Located on Inns Quay in Dublin, Ireland’s main courts building, the Four Courts, is home to the Supreme Court, the Court of Appeal, the High Court and the Dublin Circuit Court.

Eugen Bogatu did work in Ireland from 2003 to 2009, but received a contributory unemployment benefit from the Irish government for only one year after losing his job.

From April 2010 to January 2013, Bogatu received a noncontributory unemployment benefit, followed by a sickness benefit from 2013 to 2015.

When Bogatu submitted a further claim for family benefits, however, Irish authorities denied his claim with respect to the 2010-2013 period.

Bogatu has two children living in Romania, but Ireland said that he was not entitled to obtain benefits for them unless he was pursuing an activity as an employed person in Ireland or receiving a contributory benefit there.

Ireland’s High Court is handling Bogatu’s ensuing claim, but it put the case on hold to get input from the European Court of Justice.

On Thursday, that court’s Third Chamber sided with Bogatu.

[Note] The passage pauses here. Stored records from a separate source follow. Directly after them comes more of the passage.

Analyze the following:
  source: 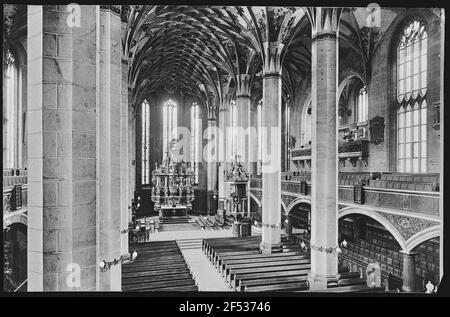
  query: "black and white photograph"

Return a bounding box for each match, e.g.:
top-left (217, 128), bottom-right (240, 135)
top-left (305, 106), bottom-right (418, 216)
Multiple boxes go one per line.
top-left (2, 3), bottom-right (447, 299)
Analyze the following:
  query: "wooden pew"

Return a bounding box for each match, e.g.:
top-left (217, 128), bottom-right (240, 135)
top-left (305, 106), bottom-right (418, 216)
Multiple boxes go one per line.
top-left (219, 254), bottom-right (309, 274)
top-left (122, 240), bottom-right (197, 292)
top-left (122, 272), bottom-right (194, 286)
top-left (298, 285), bottom-right (384, 293)
top-left (123, 276), bottom-right (196, 291)
top-left (245, 281), bottom-right (309, 292)
top-left (239, 274), bottom-right (309, 292)
top-left (232, 268), bottom-right (311, 290)
top-left (223, 258), bottom-right (311, 278)
top-left (227, 263), bottom-right (311, 285)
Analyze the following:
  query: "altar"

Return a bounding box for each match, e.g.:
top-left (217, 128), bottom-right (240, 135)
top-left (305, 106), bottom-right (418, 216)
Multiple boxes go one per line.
top-left (160, 205), bottom-right (188, 218)
top-left (151, 153), bottom-right (195, 219)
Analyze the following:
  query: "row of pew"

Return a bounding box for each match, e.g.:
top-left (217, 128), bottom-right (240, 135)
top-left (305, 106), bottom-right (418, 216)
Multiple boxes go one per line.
top-left (122, 240), bottom-right (198, 292)
top-left (203, 236), bottom-right (310, 292)
top-left (203, 236), bottom-right (372, 292)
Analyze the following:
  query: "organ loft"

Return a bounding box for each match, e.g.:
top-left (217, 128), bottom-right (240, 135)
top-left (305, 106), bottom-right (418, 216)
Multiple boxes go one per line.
top-left (2, 5), bottom-right (445, 294)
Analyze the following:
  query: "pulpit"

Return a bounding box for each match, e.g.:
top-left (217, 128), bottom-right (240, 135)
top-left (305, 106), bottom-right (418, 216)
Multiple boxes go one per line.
top-left (151, 154), bottom-right (195, 218)
top-left (225, 159), bottom-right (249, 218)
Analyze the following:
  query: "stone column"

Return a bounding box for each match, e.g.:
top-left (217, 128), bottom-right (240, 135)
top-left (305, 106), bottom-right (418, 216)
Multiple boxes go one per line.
top-left (120, 55), bottom-right (129, 256)
top-left (206, 110), bottom-right (218, 216)
top-left (236, 74), bottom-right (252, 217)
top-left (307, 8), bottom-right (341, 290)
top-left (27, 5), bottom-right (97, 291)
top-left (236, 75), bottom-right (252, 167)
top-left (401, 251), bottom-right (417, 292)
top-left (96, 6), bottom-right (122, 291)
top-left (250, 104), bottom-right (259, 175)
top-left (218, 104), bottom-right (229, 217)
top-left (285, 214), bottom-right (293, 240)
top-left (129, 97), bottom-right (135, 221)
top-left (260, 42), bottom-right (283, 254)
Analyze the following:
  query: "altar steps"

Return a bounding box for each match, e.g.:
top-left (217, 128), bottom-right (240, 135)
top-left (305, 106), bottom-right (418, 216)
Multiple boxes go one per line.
top-left (159, 216), bottom-right (190, 225)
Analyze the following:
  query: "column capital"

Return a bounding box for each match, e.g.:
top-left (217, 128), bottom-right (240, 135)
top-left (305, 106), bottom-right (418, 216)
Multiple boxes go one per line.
top-left (236, 74), bottom-right (252, 97)
top-left (207, 104), bottom-right (219, 121)
top-left (306, 7), bottom-right (342, 40)
top-left (263, 41), bottom-right (284, 76)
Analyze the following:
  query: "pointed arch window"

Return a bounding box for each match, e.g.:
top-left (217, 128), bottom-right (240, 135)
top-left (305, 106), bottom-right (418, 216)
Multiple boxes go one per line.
top-left (4, 50), bottom-right (20, 169)
top-left (191, 102), bottom-right (201, 184)
top-left (284, 102), bottom-right (291, 171)
top-left (397, 20), bottom-right (427, 173)
top-left (230, 100), bottom-right (238, 159)
top-left (257, 99), bottom-right (263, 174)
top-left (300, 101), bottom-right (312, 147)
top-left (162, 99), bottom-right (178, 155)
top-left (141, 99), bottom-right (150, 185)
top-left (357, 85), bottom-right (368, 123)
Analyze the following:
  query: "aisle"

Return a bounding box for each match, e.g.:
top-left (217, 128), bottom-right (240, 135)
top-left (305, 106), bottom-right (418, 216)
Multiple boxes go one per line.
top-left (178, 240), bottom-right (231, 292)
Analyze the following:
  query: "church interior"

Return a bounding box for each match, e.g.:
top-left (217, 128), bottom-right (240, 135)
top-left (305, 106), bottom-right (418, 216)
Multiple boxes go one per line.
top-left (2, 5), bottom-right (444, 293)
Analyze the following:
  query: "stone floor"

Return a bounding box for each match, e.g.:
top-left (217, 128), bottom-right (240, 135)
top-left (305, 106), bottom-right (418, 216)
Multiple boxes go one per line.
top-left (135, 223), bottom-right (265, 291)
top-left (178, 240), bottom-right (231, 292)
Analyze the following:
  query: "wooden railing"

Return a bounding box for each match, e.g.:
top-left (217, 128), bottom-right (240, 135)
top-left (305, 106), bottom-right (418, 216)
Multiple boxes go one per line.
top-left (249, 172), bottom-right (440, 217)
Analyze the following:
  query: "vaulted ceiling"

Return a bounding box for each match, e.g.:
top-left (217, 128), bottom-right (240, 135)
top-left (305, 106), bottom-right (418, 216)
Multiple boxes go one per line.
top-left (124, 6), bottom-right (313, 107)
top-left (3, 5), bottom-right (424, 110)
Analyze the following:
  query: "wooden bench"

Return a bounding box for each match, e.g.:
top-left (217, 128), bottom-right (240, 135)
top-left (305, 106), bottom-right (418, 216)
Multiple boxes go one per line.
top-left (245, 281), bottom-right (309, 292)
top-left (238, 273), bottom-right (309, 291)
top-left (223, 257), bottom-right (310, 278)
top-left (233, 268), bottom-right (311, 289)
top-left (122, 272), bottom-right (193, 286)
top-left (122, 276), bottom-right (196, 291)
top-left (298, 285), bottom-right (384, 293)
top-left (227, 263), bottom-right (311, 285)
top-left (122, 240), bottom-right (197, 292)
top-left (219, 253), bottom-right (308, 273)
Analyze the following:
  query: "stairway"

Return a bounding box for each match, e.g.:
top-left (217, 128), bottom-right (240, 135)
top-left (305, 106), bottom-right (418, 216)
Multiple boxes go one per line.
top-left (159, 216), bottom-right (190, 225)
top-left (177, 238), bottom-right (203, 250)
top-left (177, 238), bottom-right (231, 292)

“With regard specifically to family benefits, that objective is reflected by the use in Article 67 of Regulation No 883/2004 of the word ‘person’ where Article 73 of Regulation No 1408/71, which was succeeded by the former provision, refers to an ‘employed person,’” the ruling out of Luxembourg states. “In this respect, Article 67 of Regulation No 883/2004 reflects the intention of the EU legislature no longer to restrict the entitlement to family benefits solely to employed persons, but to extend it to other categories of person.”

The judges added later that, per Article 67 of Regulation No 883/2004, “in order to be eligible to receive family benefits in the competent member state, it is not necessary for a person either to pursue an activity as an employed person in that Member State or to be in receipt of cash benefits from that Member State because or as a consequence of such activity.”